Well, what if web applications accepted information as feeds rather than through forms? The original data would be distributed rather than centralised. Web applications would use the web as more than a distribution medium: they would be of the web rather than simply on the web.

How it would work:

  • Keep your data on your computer (in XML where possible). Use whatever tool you like to create and edit it (by hand, using a dedicated standalone application, using a browser-based application in the manner of TiddlyWiki, or however), in some common markup language.

  • Serve your data through a web server that supports APP, and provide a feed that exposes the data. I’m not saying that this is easy for Joe Bloggs to do now, but if we’re talking about having web servers on mobile phones then surely it’s not long before having a personal web server is a matter of course, and why not with APP support? Feeds could be generated based on directory structures, or simply created as the main file format for a particular application.

  • Visit the web application that you want to use and point them at your data feed. They access, store and index your data, and relate it to the other data that they have stored from other people’s feeds. It’s their responsibility to keep their database up to date by doing a regular crawl of the feeds they know about; they don’t have to store all your data, just the bits that enable them to do their job.

  • Edit your data through the web application’s interface; it can update your data for you using APP. (The web application is a APP client, and you host an APP server.) That can include adding comments or whatever other community-level annotations you might expect.

Why bother?

  1. You have all your data locally (although it might be mirrored elsewhere).
  2. You can edit your data in whatever tool you want to use, but still use a funky “rich internet application” to view it and share it.
  3. You can provide the same data feed to any number of web applications; you’re not locked in.
  4. Because it’s stored locally, your data is available for viewing and editing even when you’re offline.
  5. Because the important parts are cached by a web application, your data is available for viewing and editing even when you’re away from your normal computer.
  6. Your friends can access your data directly in a peer-to-peer network.

The obvious problems:

  • Setup: Web servers aren’t that easy to set up and maintain at the moment, because they’re designed for the use of sysadmins who are quite happy hacking text-based configuration files. That could change (look at WiFi router setup nowadays compared to how it was a few years ago).

  • Security: you might not want everyone to be able to access the data you keep on your personal web server. So you’ll need a way of assigning user names and passwords to feeds, and only handing those over to web applications that you trust.

  • Server load: it’s not so much DoS attacks (which tend to have big juicy targets), but the fact you’re more likely to experience large volumes of requests if, say, a picture you host suddenly gets popular, and might not be able to respond to them, or might have to start paying heavily for the bandwidth.

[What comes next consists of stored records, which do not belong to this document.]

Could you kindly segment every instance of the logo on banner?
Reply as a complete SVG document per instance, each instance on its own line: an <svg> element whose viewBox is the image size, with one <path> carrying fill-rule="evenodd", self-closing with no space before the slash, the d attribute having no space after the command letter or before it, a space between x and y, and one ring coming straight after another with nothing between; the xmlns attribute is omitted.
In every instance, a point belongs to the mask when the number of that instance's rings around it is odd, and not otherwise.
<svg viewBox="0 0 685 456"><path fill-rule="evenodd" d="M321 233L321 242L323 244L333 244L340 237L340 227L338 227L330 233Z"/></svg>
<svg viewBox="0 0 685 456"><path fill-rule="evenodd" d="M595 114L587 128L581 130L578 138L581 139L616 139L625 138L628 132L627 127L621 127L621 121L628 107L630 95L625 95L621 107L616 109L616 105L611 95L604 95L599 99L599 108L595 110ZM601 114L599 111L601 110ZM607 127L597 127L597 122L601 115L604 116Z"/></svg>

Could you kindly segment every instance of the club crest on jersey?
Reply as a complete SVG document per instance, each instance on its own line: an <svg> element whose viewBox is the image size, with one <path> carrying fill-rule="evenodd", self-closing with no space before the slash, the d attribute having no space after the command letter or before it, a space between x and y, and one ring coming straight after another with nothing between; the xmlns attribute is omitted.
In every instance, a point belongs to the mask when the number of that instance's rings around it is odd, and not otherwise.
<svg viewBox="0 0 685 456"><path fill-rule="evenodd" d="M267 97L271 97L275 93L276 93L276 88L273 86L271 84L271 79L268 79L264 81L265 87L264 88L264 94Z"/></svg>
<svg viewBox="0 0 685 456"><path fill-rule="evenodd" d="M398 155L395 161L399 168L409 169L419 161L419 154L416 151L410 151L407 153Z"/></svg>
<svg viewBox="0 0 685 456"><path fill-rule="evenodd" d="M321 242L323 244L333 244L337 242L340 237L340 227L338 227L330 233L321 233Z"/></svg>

So sites that offer hosting will still be really useful, particularly for media that’s (a) large and (b) likely to be embedded in other people’s pages.

  • Schemas: you can’t split creation of XML from processing of XML unless you have some kind of mutual understanding about the markup language that’s used. This used to seem like a major stumbling block to me, but in fact people seem to be sensible enough to use standards where there are standards, write stylesheets to convert between languages, extend what exists with what they need in more-or-less acceptable ways and generally muddle through without spending years in meetings thrashing out a single consensual model. And Atom and APP are pretty good at supporting extensions and so on that would make that work.

My hope is that we’ll get round to trying some of these ideas out in our genealogy-based Web 2.0 project.